Attorney, Agent or Firm: Egbert Law Offices
Claims
I claim:
1. A planar broadband patch antenna for transmitting or receiving
television signals comprising: a reflector tuned to a band; a power
supply; a radiating means supported by said reflector and connected
to said power supply, said radiating means for radiating with a
first frequency, said radiating means comprising: a first slot
tuned to a second frequency; and a second slot tuned to a third
frequency, said third frequency being different than said first
frequency and said second frequency, said first and second slots
being connected through a connecting slot, said connecting slot
forming a strip line coupling so as to cause an electromagnetic
current in said first slot of said second frequency and in said
second slot of said third frequency; and at least one parastitic
means arranged above and parallel to said radiating means, the
parastitic means for widening a bandwidth in an upper portion of
the band, the parastitic means having a size of smaller dimensions
than a size of said radiating means.
2. The antenna of claim 1, said first slot having a size that is
different than a size of said second slot.
3. The antenna of claim 1, said power supply supplying power to
said radiating means unsymmetrically between said first and second
slots.
4. A planar broadband patch antenna for transmitting or receiving
television signals comprising: a reflector tuned to a band; a power
supply; a radiating means supported by said reflector and connected
to said power supply, said radiating means for radiating with a
first frequency, said radiating means comprising: a first slot
tuned to a second frequency; and a second slot tuned to a third
frequency, said third frequency being different than said first
frequency and said second frequency, said first and second slots
being connected through a connecting slot, said connecting slot
forming a strip line coupling so as to cause an electromagnetic
current in said first slot of said second frequency and in said
second slot of said third frequency, said reflector having at least
two opposite peripheral edges folded in plane perpendicular to a
plane at said reflector and extending toward said radiating
means.
5. The antenna of claim 4, said radiating means defining a plane of
polarization, the opposite peripheral edges of said reflector being
folded so as to intersect said plane of polarization.

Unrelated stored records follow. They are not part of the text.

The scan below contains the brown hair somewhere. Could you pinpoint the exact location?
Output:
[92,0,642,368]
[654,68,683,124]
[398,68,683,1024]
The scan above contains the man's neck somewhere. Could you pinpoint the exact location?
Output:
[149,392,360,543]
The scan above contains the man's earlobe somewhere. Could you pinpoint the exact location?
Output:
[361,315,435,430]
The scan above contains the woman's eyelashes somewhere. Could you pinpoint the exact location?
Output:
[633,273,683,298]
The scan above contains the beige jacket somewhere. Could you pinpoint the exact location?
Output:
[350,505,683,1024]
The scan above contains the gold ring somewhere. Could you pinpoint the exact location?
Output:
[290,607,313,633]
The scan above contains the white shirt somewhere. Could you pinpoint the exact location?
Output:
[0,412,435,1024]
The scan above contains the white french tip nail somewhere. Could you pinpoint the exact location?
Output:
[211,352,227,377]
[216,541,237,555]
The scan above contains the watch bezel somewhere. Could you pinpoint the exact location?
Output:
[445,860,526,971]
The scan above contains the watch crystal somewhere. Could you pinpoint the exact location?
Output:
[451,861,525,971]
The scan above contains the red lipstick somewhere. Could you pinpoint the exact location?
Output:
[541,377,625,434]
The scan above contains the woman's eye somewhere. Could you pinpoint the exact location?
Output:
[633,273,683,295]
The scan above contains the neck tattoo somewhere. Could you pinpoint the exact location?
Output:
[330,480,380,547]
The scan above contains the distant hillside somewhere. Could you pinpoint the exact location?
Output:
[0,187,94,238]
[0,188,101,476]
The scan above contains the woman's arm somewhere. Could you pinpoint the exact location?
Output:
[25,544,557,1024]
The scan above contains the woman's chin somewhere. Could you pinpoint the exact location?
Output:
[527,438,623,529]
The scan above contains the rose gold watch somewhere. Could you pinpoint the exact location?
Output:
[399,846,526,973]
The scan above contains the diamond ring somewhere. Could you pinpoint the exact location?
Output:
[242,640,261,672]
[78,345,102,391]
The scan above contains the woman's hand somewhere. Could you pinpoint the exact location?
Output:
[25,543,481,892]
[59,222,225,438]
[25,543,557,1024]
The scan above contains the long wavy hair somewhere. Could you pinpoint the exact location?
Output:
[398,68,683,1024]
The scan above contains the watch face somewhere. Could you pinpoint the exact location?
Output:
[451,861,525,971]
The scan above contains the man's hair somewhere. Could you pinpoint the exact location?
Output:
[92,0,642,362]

6. The antenna of claim 4, said reflector and said radiating means
being located in respective planes separated by a first distance,
the opposite peripheral edges at said reflector are located at a
second distance, said second distance being smaller than said first
distance.
Description
RELATED U.S. APPLICATIONS
Not applicable.
STATEMENT REGARDING FEDERALLY SPONSORED RESEARCH OR DEVELOPMENT
Not applicable.
REFERENCE TO MICROFICHE APPENDIX
Not applicable.
FIELD OF THE INVENTION
The invention relates to a planar broadband patch antenna, in
particular for transmitting and/or receiving digital and/or
analogue terrestrial television UHF/SHF signals, comprising a
bandwidth low frequency tuned reflector and a radiator connected to
a specific power supply and radiating at a frequency F1, said
radiator further having a slot tuned to a frequency F2.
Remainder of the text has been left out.